Al momento non esistono conferme ufficiali riguardo a un reale furto di dati, ma le autorità stanno verificando se informazioni sensibili possano essere state sottratte durante l’intrusione, ma per questo ne sapremo di più nei prossimi giorni.
Possibili rischi per la Pubblica Amministrazione
Uno degli aspetti più delicati della vicenda riguarda il possibile coinvolgimento di enti pubblici italiani. Tra i soggetti potenzialmente esposti figurerebbero anche strutture importanti come INPS e INAIL, oltre a grandi aziende nazionali.
Secondo alcune indiscrezioni, gli hacker potrebbero aver mantenuto accesso ai sistemi per circa due settimane prima che l’attacco venisse scoperto. Se confermata, questa ipotesi aumenterebbe notevolmente il rischio di sottrazione di dati strategici o informazioni riservate.
Il ruolo dell’Agenzia per la Cybersicurezza Nazionale
In prima linea nelle indagini c’è anche l’Agenzia per la Cybersicurezza Nazionale, impegnata nella ricostruzione dell’attacco e nella verifica di eventuali violazioni ai sistemi informatici. Gli esperti stanno cercando di comprendere quali infrastrutture siano state realmente compromesse e se gli hacker siano riusciti a muoversi all’interno delle reti digitali colpite.
Alcuni analisti sottolineano che Sistemi Informativi avrebbe accessi relativamente limitati rispetto ai database più sensibili della Pubblica Amministrazione. Tuttavia, al momento si tratta solo di valutazioni preliminari e non esistono ancora dati definitivi.

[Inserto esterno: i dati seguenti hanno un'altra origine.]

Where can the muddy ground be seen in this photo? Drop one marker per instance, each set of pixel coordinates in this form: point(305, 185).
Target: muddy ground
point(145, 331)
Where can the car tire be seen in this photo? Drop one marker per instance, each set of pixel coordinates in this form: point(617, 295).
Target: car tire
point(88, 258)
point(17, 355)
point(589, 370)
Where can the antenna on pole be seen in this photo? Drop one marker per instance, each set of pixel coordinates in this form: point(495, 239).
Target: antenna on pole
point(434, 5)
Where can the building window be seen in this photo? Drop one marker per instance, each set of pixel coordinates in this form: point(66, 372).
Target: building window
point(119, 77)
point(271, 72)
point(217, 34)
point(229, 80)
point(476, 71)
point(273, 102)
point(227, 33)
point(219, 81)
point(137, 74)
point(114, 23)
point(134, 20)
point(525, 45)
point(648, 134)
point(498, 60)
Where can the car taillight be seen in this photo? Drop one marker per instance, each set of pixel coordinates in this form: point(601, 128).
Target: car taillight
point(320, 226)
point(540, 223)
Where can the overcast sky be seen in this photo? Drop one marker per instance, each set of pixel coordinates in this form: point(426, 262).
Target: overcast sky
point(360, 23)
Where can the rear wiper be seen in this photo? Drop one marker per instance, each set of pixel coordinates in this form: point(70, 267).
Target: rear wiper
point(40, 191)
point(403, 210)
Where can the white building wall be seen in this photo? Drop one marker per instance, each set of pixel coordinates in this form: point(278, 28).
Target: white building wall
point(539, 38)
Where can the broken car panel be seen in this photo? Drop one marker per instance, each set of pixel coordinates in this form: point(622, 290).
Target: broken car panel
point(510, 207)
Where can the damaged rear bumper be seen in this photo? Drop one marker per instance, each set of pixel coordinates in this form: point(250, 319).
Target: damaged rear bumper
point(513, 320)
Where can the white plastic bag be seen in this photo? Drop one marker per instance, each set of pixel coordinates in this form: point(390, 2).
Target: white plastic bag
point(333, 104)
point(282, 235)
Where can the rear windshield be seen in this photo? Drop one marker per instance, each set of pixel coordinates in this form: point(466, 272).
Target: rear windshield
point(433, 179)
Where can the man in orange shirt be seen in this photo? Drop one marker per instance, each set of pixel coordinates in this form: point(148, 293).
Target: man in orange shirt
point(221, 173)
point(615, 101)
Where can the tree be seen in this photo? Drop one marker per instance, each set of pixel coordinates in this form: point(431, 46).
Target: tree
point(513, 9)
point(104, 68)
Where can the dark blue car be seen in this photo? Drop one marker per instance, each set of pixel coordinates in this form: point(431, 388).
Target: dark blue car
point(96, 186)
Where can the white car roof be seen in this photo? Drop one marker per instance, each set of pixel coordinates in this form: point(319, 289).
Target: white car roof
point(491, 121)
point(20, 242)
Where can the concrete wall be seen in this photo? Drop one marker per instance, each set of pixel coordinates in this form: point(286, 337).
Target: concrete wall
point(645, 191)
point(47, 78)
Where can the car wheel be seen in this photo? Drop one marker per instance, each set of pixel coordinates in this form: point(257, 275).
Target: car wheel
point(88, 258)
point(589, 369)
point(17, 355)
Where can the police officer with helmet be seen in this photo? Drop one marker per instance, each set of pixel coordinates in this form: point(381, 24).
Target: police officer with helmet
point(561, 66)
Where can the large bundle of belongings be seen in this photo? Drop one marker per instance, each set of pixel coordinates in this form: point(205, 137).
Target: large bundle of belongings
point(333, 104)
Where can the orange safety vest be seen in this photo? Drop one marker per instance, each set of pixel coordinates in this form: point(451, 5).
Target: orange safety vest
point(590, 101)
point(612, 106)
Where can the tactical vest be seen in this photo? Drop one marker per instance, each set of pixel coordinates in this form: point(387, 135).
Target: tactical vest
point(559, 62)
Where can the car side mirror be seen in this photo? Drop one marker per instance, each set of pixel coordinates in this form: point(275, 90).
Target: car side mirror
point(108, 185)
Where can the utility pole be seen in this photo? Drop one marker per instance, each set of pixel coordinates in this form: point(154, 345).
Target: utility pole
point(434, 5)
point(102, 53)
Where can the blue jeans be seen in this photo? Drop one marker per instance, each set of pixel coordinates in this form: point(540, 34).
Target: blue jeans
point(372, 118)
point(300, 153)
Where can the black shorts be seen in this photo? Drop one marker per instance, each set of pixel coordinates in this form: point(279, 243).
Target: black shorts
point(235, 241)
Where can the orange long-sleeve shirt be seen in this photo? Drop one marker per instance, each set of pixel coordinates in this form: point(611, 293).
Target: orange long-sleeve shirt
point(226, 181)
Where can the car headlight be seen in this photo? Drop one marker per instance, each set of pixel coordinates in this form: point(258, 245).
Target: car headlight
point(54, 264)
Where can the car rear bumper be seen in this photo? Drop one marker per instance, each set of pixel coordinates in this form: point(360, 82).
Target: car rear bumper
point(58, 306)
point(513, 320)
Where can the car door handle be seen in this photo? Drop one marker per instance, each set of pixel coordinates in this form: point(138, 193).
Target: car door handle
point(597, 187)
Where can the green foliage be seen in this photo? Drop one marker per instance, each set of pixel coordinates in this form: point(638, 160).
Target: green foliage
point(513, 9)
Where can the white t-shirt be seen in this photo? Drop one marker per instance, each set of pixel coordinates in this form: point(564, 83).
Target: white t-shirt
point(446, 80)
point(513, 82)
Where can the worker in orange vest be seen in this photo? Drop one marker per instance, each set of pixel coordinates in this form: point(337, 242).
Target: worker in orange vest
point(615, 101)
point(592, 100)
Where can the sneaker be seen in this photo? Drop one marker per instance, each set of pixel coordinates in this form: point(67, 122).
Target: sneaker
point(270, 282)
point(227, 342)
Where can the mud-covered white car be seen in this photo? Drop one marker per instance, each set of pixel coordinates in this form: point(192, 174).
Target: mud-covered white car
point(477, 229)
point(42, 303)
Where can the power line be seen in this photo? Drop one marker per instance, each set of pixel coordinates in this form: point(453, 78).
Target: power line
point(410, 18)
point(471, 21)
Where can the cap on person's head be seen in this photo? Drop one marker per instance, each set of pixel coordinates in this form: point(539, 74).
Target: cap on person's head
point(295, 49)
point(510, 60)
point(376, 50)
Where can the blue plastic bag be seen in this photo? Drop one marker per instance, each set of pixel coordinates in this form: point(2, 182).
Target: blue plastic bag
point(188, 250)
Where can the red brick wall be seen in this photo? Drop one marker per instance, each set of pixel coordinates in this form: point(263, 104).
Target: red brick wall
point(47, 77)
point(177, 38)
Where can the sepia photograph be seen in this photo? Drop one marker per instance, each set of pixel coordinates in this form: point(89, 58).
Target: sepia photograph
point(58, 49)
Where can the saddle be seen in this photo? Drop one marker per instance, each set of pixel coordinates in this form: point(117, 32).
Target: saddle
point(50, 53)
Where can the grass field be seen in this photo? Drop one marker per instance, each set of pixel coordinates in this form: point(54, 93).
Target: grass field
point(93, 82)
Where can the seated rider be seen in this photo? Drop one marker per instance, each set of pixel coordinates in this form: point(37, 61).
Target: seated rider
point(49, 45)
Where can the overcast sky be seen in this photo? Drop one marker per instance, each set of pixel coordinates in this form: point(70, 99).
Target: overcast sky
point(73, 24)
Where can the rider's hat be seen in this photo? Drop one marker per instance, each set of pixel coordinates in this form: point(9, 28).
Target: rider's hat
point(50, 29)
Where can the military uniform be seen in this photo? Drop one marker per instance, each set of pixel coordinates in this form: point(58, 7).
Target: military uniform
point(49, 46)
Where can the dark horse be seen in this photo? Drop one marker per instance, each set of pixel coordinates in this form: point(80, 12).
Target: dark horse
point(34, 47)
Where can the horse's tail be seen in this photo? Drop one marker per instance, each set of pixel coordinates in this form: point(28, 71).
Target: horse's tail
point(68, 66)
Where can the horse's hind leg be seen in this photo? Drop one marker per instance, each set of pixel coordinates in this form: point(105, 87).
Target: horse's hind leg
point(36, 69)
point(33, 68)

Chi è Salt Typhoon: Il gruppo hacker sospettato dell’attacco
Il principale sospettato dietro il cyber attacco sarebbe Salt Typhoon, gruppo hacker cinese già noto a livello internazionale per operazioni di cyberspionaggio ad alto profilo e che avrebbe colpito già strutture sensibili in passato.
Secondo diversi esperti di intelligence informatica, il gruppo sarebbe collegato agli apparati governativi cinesi, anche se non esistono conferme ufficiali da parte di Pechino. Salt Typhoon è già stato associato in passato a presunti attacchi contro infrastrutture governative occidentali, inclusi sistemi collegati alla Casa Bianca.
L’obiettivo dell’operazione sembrerebbe essere principalmente quello di raccogliere informazioni strategiche e dati riservati, una pratica tipica delle moderne attività di intelligence digitale.
Conclusione
L’attacco hacker alla divisione italiana di IBM evidenzia quanto il tema della cybersecurity sia diventato centrale anche in Italia. Le indagini sono ancora in corso e sarà fondamentale capire se vi sia stata una reale sottrazione di dati sensibili.